連絡をいただいたみなさんに感謝  | 一考   

 十一日は白タクが向かえに来てくださるようである。しかも、運転手と看護師が一緒である。運転手の名前は詩人、ありがたい話である。これで安心して内シャント造設術を受けられる。
 尿毒素が左脚に回ったらしい、痛くて動かれない。昨日は無理を押して店へ出たが、今日は休むことになりそうである。気を張りつめてですぺらを営んできたが、ここへ来て全身は襤褸襤褸の有り様。二十六日までの辛抱なのだが、一日一日が重く憂鬱である。

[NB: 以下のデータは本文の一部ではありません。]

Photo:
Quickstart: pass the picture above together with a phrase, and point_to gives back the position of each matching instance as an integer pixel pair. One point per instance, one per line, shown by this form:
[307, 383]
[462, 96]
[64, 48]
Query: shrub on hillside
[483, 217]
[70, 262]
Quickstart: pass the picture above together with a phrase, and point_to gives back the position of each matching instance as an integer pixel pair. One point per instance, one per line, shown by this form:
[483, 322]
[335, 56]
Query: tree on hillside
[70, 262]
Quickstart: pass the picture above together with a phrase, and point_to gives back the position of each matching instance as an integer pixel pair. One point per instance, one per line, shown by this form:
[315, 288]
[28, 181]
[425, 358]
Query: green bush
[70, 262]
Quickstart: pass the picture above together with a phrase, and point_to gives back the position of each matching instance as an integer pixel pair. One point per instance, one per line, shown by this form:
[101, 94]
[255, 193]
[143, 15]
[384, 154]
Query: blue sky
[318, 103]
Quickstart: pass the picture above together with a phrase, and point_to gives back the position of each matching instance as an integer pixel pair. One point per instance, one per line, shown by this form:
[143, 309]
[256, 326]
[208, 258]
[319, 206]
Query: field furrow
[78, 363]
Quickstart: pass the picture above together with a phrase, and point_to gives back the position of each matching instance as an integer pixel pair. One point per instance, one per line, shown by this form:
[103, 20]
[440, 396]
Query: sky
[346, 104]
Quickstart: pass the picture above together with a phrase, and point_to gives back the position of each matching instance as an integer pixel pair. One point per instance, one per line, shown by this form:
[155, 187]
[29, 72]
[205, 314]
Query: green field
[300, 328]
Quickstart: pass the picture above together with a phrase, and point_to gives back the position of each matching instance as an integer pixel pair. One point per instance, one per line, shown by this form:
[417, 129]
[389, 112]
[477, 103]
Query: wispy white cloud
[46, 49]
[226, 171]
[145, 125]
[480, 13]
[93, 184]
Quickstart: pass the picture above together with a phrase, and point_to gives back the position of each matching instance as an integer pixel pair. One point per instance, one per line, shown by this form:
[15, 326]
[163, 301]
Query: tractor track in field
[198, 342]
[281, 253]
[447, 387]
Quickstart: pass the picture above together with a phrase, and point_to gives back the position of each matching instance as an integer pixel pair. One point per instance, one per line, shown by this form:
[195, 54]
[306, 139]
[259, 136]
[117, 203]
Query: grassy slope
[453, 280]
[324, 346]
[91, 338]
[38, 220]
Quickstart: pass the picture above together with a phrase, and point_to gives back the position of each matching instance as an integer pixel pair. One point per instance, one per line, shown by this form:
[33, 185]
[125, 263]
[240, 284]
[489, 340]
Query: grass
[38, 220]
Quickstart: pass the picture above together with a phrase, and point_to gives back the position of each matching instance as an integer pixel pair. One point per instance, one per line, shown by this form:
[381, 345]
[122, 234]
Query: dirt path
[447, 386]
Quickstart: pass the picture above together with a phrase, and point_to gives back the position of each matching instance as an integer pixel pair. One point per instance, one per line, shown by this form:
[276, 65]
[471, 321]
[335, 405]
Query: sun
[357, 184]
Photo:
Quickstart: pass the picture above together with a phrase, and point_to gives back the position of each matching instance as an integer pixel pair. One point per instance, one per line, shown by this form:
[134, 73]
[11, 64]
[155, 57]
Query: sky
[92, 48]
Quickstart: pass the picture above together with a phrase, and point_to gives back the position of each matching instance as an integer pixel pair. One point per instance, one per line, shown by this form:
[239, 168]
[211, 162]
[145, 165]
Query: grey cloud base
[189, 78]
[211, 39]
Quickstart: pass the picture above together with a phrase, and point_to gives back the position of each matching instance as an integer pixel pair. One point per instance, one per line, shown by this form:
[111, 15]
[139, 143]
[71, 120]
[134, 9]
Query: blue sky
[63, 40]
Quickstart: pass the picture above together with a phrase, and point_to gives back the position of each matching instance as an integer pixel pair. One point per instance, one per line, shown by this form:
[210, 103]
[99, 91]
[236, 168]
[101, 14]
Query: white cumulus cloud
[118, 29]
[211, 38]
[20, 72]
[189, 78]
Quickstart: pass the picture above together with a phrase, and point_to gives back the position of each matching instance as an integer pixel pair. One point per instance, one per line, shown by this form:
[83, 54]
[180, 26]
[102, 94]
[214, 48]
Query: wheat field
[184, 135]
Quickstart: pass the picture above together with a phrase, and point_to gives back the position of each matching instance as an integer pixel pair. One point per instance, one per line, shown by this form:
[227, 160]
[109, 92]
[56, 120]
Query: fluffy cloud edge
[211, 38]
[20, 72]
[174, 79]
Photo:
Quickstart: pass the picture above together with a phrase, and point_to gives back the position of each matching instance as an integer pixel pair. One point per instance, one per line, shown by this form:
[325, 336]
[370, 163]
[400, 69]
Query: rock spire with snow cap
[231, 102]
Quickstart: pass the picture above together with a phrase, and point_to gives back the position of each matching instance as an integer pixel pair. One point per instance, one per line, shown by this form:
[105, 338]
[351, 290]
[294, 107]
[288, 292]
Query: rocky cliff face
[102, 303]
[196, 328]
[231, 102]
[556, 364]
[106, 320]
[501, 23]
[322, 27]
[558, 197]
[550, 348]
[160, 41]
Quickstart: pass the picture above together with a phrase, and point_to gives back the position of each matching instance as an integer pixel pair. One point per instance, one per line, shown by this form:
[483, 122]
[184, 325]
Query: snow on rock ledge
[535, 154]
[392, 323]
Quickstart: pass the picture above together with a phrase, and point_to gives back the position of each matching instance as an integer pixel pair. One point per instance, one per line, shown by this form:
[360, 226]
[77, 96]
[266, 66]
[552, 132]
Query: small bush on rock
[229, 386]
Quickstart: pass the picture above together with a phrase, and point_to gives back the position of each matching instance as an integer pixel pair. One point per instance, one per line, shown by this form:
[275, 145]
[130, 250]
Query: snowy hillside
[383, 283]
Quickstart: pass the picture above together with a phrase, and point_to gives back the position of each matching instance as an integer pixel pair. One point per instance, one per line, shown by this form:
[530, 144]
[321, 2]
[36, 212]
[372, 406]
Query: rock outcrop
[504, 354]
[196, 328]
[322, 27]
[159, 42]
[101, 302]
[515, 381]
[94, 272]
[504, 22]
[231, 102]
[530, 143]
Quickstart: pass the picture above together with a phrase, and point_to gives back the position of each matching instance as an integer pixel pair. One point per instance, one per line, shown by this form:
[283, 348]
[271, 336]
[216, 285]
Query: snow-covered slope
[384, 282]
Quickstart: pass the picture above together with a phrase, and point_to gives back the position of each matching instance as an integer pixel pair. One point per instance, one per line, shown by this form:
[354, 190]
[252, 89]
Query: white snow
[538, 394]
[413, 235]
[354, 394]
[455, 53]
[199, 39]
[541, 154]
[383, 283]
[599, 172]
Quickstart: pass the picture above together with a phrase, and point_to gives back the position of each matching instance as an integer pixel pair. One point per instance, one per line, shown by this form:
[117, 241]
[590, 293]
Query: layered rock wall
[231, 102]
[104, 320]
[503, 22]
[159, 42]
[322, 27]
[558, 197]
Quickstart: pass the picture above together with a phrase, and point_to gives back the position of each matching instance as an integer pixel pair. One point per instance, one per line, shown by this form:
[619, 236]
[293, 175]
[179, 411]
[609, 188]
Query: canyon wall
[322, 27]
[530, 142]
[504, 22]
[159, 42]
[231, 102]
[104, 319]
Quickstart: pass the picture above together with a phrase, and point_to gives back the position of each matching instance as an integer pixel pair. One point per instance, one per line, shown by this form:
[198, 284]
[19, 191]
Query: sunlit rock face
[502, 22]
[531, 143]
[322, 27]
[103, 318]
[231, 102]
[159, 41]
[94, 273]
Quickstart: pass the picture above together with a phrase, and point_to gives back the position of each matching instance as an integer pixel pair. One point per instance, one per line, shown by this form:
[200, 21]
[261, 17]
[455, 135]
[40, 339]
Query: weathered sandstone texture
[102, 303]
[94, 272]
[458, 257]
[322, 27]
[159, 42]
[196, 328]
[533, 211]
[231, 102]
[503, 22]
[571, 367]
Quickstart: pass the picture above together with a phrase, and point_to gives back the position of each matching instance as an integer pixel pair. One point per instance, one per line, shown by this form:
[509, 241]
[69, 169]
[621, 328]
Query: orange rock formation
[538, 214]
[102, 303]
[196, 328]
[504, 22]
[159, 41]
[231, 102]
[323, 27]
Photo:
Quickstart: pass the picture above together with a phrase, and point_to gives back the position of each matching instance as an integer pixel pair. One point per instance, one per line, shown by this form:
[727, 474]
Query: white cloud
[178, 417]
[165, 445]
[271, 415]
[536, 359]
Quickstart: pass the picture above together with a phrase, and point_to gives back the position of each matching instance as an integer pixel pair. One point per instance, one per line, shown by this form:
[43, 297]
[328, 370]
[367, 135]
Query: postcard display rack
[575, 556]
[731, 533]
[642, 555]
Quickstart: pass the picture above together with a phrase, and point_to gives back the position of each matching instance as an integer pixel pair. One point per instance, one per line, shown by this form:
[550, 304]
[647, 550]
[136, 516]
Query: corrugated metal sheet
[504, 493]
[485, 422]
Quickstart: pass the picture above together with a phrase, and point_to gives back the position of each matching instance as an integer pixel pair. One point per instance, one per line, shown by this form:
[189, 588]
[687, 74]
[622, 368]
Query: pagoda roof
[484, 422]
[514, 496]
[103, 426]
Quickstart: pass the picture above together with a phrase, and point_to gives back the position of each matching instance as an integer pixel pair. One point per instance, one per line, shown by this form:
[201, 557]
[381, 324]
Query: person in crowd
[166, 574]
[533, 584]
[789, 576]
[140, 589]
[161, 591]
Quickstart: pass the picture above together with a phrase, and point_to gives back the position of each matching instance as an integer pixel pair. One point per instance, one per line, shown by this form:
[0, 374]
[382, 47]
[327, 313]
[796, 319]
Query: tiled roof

 このところ、麺麭食が増えている。食パンやクロワッサンなど軽い麺麭ばかりだが、理由は便秘に関係がある。ブラックアウトに至るときの生理状態を考えるに、どうやら便秘が関係しているように思われる。一日、二食なのだが、便通は三、四日に一度である。その便秘が酷いときにブラックアウトが起こっているように思う。ブラックアウトのとき猛烈な吐き気を伴うことが多いのもそこに理由があるのでは、と思う。
 便秘になる因果関係はカリウムと水分の制限のために食物繊維に富む野菜類や乳製品、豆類、海藻類を充分に取れないこと、要するに繊維質の不足である。それとリンを下げる薬、カリウムを下げる薬、コレステロールを下げる薬など、便秘になりやすい薬の服用がある。
 いくら低蛋白米でも飯は腹にもたれる。麺麭の方が少しでもましかと思って摂っている。日本蕎麦や中華麺よりは饂飩やスパゲティの方がよいとか、白滝のようなより効果的な食品があると思うが、こちらはこれからの勉強である。日本蕎麦はわたしの好物だったがリンやカリウムが多く含まれるのを知って愕いている。好悪による判断は慎重に避けなければならない。


2010年08月06日

再度、ブラックアウトについて  | 一考   

 M・Aさんは幹郎さんの知己で、某病院の婦長を務めた人である。関さんを通して何度かお話を伺い、直接お手紙も頂戴している。彼女のような方が当掲示板を読んでくださるのは非常に嬉しく、また心強く思っている。わたしの書くことが戯言でないと理解してくださるのは医学の心得のある方に限られるからである。
 それでなくとも、わたしも死ぬような目にあったとか、死の淵から生還したなどと囂しい。わたしは病を自慢しているのでも泣き言を陳ねているのでもない。それが理解できない人に当掲示板を読んでいただきたくないとすら思っている。当初、今回の病について書くべきか書かざるべきか随分と迷った。しかし、同じ症例(腎不全は病名ではない)を抱える人が二十万を超えると聞いて、書く気になった。末期腎不全のさらなる症例を細かく書き留めておくのはこの種の病を客体視する上できっと役立つと思ったからである。
 わたしは特別な人間でないし、特異な人間でもない。人はいずれ死ぬのだからと屡々口にするが、そのような達観を持っているわけではないし、運命論者でもない。避けられるなら透析は避けたいし、人工臓器に繋がれて命永らえるほど価値のある人間だとも思っていない。要するに誰もが考える程度のことで自ら悩んでいる。ただ些かやんちゃだったので、喧嘩はよくした。今思うに、おぞけを震うような喧嘩の繰り返しだった。両手、両脚を何度か骨折し、また骨折させられた。交通事故で上半身が砕けたこともあった。そのような目にあっても怖いと思ったことは一度もなかった。それどころか、喧嘩で骨折とは滑稽以外のなにものでもないと思っている。今回ブラックアウトと遭遇してわたしははじめて真剣になった、はじめて恐怖心を抱いたのである。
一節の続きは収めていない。